The mailing of the notice of claim on or about January 26, 1988, does not satisfy the filing requirement in the bill of lading. There is no question regarding this issue. Roadway has provided the court with uncontroverted proof that the notice of claim was not filed until April 6, 1988, when it was hand-delivered to a Roadway employee. See Russell Aff., ¶ 3. The affidavit of Dennis L. Smith, claims analyst-legal for Roadway, details the recordkeeping procedures followed by Roadway in tracking and handling written claims filed with the company. Smith Aff., ¶ 11. Smith state that he searched the business records of Roadway, and they show that Roadway did not receive a written notice of claim from Elroy until April 1988. Smith Aff., ¶¶ 2, 9-11.

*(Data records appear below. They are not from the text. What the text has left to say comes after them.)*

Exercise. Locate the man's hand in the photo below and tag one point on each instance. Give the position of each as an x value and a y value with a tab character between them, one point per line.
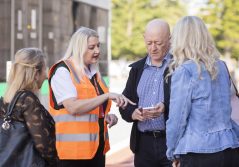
111	119
137	114
153	113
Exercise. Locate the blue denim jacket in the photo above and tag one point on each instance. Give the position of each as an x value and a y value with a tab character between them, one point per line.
200	112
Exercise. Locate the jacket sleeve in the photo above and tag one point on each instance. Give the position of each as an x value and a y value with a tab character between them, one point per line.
41	129
130	93
179	109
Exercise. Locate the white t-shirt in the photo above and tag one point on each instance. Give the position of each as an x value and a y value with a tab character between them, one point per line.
62	85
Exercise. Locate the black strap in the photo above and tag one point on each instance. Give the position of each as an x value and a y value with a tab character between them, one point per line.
12	103
237	94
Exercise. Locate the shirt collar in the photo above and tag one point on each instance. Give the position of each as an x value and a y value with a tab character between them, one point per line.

No question of fact remains to be decided on the issue of when Roadway received Elroy's notice of claim.

Reasonable time for delivery

Elroy argues that the April 6, 1988, filing falls within the nine-month period specified in Section 2B of the bill of lading because that nine-month period did not begin to run until August 6, 1987, when WEA notified Elroy it could not issue a credit to Elroy, as it did not receive the complete shipment from Roadway.*fn2

Roadway notes that WEA "claimed a shortage of 20 cartons on the May 12, 1987, shipment, and a shortage of 27 cartons on the May 21, 1987, shipment." (Roadway's 3(g) statement, ¶ 11). Roadway does not provide the court with the basis of this knowledge. However, even if WEA had directly notified Roadway of the shortages, "notations of shortage" do not constitute claims. 49 C.F.R. § 1005.2(c). See Pathway Bellows, supra, at 904. See also 49 C.F.R. § 1005.2(b).*fn3

Even if it were true that Elroy first learned of the shortages in August 1987, this does not mean that the nine-month period within which to file a notice of claim began at that time.

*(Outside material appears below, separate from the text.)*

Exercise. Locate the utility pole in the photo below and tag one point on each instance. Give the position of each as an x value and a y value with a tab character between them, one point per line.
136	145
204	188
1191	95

Section 2B of the bill of lading provides that, "in case of failure to make delivery," the time within which claims must be filed is "within nine months after a reasonable time for delivery has elapsed." In Chesapeake, supra, the Supreme Court found:

  What constitutes a reasonable time [for delivery]
  depends upon the circumstances of the particular
  case. As applied to a case like this [carload of
  potatoes shipped by two common carriers], it
  means such time as is necessary conveniently to
  transport and make delivery of the shipment in
  the ordinary course of business, in light of the
  circumstances and conditions surrounding the

283 U.S. at 213, 51 S.Ct. at 455.

We state without reservation that, considering the circumstances of this case, wherein a shipping contract provides for goods to be shipped by common carrier from New York to Illinois, the nearly three-month period suggested by plaintiff is not a reasonable time for delivery. Id., 283 U.S. at 216, 51 S.Ct. at 456 (district court's ruling — to the effect that a jury could find 20 days constituted a reasonable time for delivery — was erroneous. At most, delivery would reasonably have taken 8 days).

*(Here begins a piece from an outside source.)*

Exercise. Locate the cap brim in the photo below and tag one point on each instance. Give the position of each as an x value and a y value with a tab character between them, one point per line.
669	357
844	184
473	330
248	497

We find, as a matter of law, that Roadway's transportation schedules establish the reasonable time for delivery. See Smith Aff., Exh. E. The schedule shows that delivery to the Bensonville, Illinois, area generally takes four days.

Plaintiff does not submit proof which tends to show that delivery would have, reasonably, taken longer than the scheduled time. Elroy merely asserts that a genuine question exists on the issue of what constitutes a reasonable time for delivery. "[P]laintiff may not defeat a motion for summary judgment merely by pointing to a potential issue of fact; there must be a genuine issue of material fact." City of Yonkers v. Otis Elevator Co., 844 F.2d 42, 45 (2d Cir. 1988), citing Liberty Lobby, supra, 477 U.S. at 247, 106 S.Ct. at 2505.

Roadway has shown to the court that no material factual questions remain to be decided by the trier of fact. Summary judgment is, therefore, proper.


Defendant's motion for summary judgment dismissing the complaint is granted.


The Clerk is directed to enter judgment in favor of the defendant, Roadway Express Inc., and against plaintiff Elroy Enterprises, Inc., dismissing the complaint.